Włoski episkopat inauguruje korytarz humanitarny, którym w bezpieczny sposób dotrze wkrótce do Włoch ponad 40 Syryjczyków, w tym wiele poważnie chorych dzieci.
Będzie to możliwe dzięki specjalnej umowie podpisanej z rządem oraz ścisłej współpracy z oenzetowską agencją ds. uchodźców. Mowa o ludziach, którzy obecnie przebywają w jednym z obozów na terenie Jordanii.
Pierwsze dwie duże rodziny, liczące w sumie piętnaście osób, dotrą 7 marca do Bari. Pod opieką pracowników Caritas przylecą tam normalnym samolotem rejsowym. Stamtąd zostaną przewiezione do San Giovanni Rotondo, gdzie znajdą się m.in. pod opieką tamtejszych kapucynów. Chore dzieci otrzymają specjalistyczną pomoc w założonym przez św. Ojca Pio szpitalu „Dom Ulgi w Cierpieniu”. Rodziny znajdą schronienie w „Domu Papieża Franciszka”, czyli ośrodku pomocy dla potrzebujących, który powstał jako odpowiedź kapucynów na wezwanie Ojca Świętego o wychodzenie na peryferie do odrzuconych i najbardziej potrzebujących. W integracji pomogą im inni Syryjczycy przyjęci już wcześniej w tym miasteczku w ramach projektu „Chroniony – uchodźca w moim domu”. Rodziny będą mogły liczyć na stałą pomoc wolontariuszy, a także wsparcie wspólnoty skupionej przy kościele świętego z Pietrelciny.
Udzielenie pomocy syryjskim rodzinom stanowi pierwszy etap otwieranego przez włoski episkopat korytarza humanitarnego. W dalszej kolejności pomocą zostanie objętych pięćset osób, które znalazły tymczasowe schronienie w Etiopii. Szacuje się, że jest to kraj, który przyjął najwięcej afrykańskich uchodźców – ponad 670 tysięcy. Obecne tam agencje humanitarne alarmują, że w obozach panują nieludzkie warunki życia. Wszystkie działania finansowane będą ze środków otrzymywanych przez Kościół we Włoszech z dobrowolnego odpisu podatkowego.

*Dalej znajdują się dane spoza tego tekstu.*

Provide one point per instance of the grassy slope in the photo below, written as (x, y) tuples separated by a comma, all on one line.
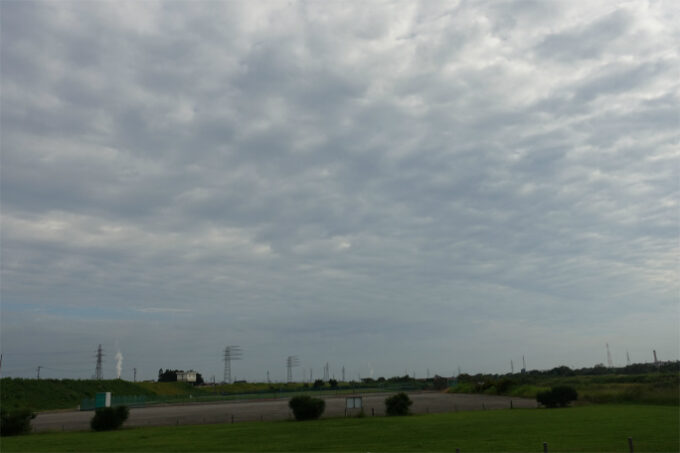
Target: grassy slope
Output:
[(591, 428), (50, 394), (59, 393)]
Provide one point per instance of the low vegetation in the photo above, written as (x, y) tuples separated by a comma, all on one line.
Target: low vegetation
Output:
[(305, 407), (109, 418), (15, 421), (598, 385), (49, 394), (559, 396), (595, 428)]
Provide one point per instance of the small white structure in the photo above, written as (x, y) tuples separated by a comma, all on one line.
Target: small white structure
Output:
[(186, 376), (353, 402)]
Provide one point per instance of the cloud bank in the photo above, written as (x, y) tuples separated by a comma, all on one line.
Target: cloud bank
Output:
[(393, 186)]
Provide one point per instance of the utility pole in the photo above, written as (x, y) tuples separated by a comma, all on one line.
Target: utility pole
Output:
[(230, 353), (98, 371), (291, 362)]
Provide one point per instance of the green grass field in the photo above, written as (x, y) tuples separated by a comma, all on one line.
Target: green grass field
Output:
[(589, 429), (649, 388)]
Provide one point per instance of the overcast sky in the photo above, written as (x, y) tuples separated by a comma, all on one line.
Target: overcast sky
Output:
[(384, 186)]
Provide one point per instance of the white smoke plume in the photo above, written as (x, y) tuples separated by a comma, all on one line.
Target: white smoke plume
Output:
[(119, 364)]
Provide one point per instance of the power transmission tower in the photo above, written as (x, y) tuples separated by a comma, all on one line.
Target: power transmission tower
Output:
[(291, 362), (230, 353), (98, 371)]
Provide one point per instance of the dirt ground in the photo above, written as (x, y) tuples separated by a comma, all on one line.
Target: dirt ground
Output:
[(248, 410)]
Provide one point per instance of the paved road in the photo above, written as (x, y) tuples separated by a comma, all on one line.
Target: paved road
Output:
[(249, 410)]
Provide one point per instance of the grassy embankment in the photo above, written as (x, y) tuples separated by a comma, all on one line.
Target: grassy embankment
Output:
[(586, 429), (651, 388), (50, 394)]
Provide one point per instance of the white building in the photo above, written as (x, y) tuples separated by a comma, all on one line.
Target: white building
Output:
[(186, 376)]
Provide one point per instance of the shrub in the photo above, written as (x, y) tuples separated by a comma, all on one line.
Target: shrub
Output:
[(17, 421), (109, 418), (560, 396), (398, 404), (306, 408)]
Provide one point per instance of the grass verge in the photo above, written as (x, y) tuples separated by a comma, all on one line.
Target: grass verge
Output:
[(603, 428)]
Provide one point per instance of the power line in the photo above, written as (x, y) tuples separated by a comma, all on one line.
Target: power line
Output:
[(98, 370), (230, 353)]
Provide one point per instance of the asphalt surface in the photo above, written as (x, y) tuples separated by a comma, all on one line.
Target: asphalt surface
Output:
[(268, 410)]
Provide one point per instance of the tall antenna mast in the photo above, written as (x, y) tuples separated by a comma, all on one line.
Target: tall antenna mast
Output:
[(230, 353), (291, 362), (98, 371)]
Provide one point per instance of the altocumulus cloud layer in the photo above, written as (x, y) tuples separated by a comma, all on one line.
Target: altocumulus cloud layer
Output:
[(385, 186)]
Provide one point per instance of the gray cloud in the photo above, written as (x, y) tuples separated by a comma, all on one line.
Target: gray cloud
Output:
[(453, 184)]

Korytarz humanitarny otwarty przez episkopat będzie już kolejnym w tym kraju. W ciągu minionego roku w ten bezpieczny sposób dotarło do Włoch 700 uchodźców. Inicjatywę realizują Federacja Kościołów Ewangelickich Włoch i Wspólnota św. Idziego, a wspiera rząd.
W tym kontekście warto przypomnieć, że od kilku lat kraj ten znajduje się na pierwszej linii, gdy chodzi o problem przyjmowania migrantów. Tylko tej nocy do włoskich wybrzeży przybiło prawie tysiąc uchodźców. Agencje humanitarne podkreślają, że fala migracji nie maleje, tylko narasta. W ciągu dwóch pierwszych miesięcy przez morze dotarło do Italii 13 tys. 400 osób, czyli o 50 proc. więcej niż w analogicznym okresie roku ubiegłego. W tym samym czasie morze stało się cmentarzem dla co najmniej 440 uchodźców.